If you know the bisection formulas
$$
\left|\sin\frac{x}{2}\right|=\sqrt{\frac{1-\cos x}{2}}
\qquad
\left|\cos\frac{x}{2}\right|=\sqrt{\frac{1+\cos x}{2}}
$$
you can put them together finding
\begin{align}
\left|\tan\frac{x}{2}\right|=\sqrt{\frac{1-\cos x}{1+\cos x}}
&=\sqrt{\frac{1-\cos x}{1+\cos x}\frac{1-\cos x}{1-\cos x}}\\[6px]
&=\sqrt{\frac{(1-\cos x)^2}{\sin^2x}}\\[6px]
&=\biggl|\frac{1-\cos x}{\sin x}\biggr|\\[6px]

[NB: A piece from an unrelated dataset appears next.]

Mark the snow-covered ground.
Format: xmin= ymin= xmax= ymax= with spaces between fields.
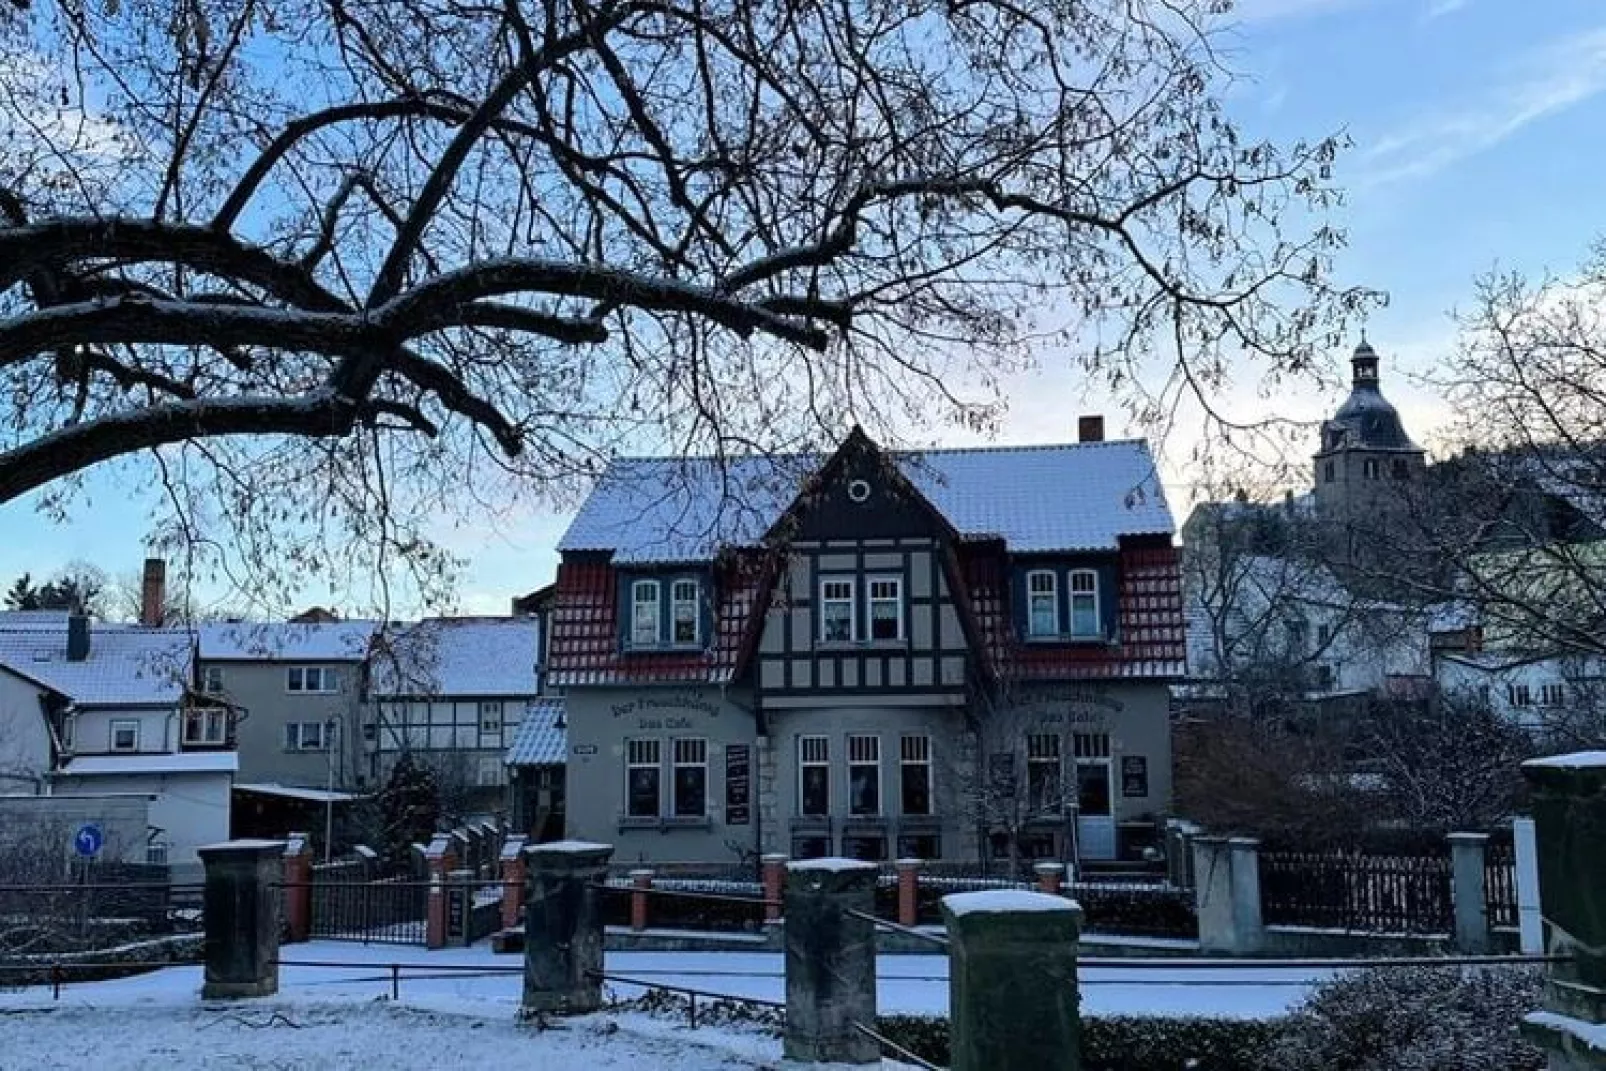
xmin=0 ymin=940 xmax=1337 ymax=1068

&=\frac{1-\cos x}{|\sin x|}
\end{align}
It's easy to check that $\tan(x/2)$ has the same sign as $\sin x$ for every $x$ where $\sin x\ne0$ (and so $\tan(x/2)$ is defined), which allows us to remove the absolute values:
$$
\tan\frac{x}{2}=\frac{1-\cos x}{\sin x}
$$
We can do similarly by using $1+\cos x$ in the second step instead of $1-\cos x$, which gives another neat formula:
$$
\tan\frac{x}{2}=\frac{\sin x}{1+\cos x}
$$
Setting, for simplicity, $t=\tan(x/2)$, $X=\cos x$ and $Y=\sin x$, we can rewrite the equations as
$$
\begin{cases}
X+tY=1\\[6px]
tX-Y=-1
\end{cases}
$$
If we solve this for $X$ and $Y$, we arrive at
$$
X=\cos x=\frac{1-t^2}{1+t^2},\qquad
Y=\sin x=\frac{2t}{1+t^2}
$$
If you apply these to your equation, you get
$$
\frac{6t}{1+t^2}-\frac{4-4t^2}{1+t^2}=2
$$
that becomes a quadratic by removing the denominators:
$$
6t-4+4t^2=2+2t^2
$$
or, simplifying,
$$
t^2+3t-3=0
$$
Note there's a small issue: you have to verify that the values of $x$ for which $\tan(x/2)$ is not defined are or are not solutions of the equations. The check is easily done: $\tan(x/2)$ is not defined for $x=k\pi$, but
$$
3\sin(k\pi)-4\cos(k\pi)=\pm4\ne2
$$
If the equation is $3\sin x-4\cos x=4$, you get a family of solutions not covered by the $t$-substitution.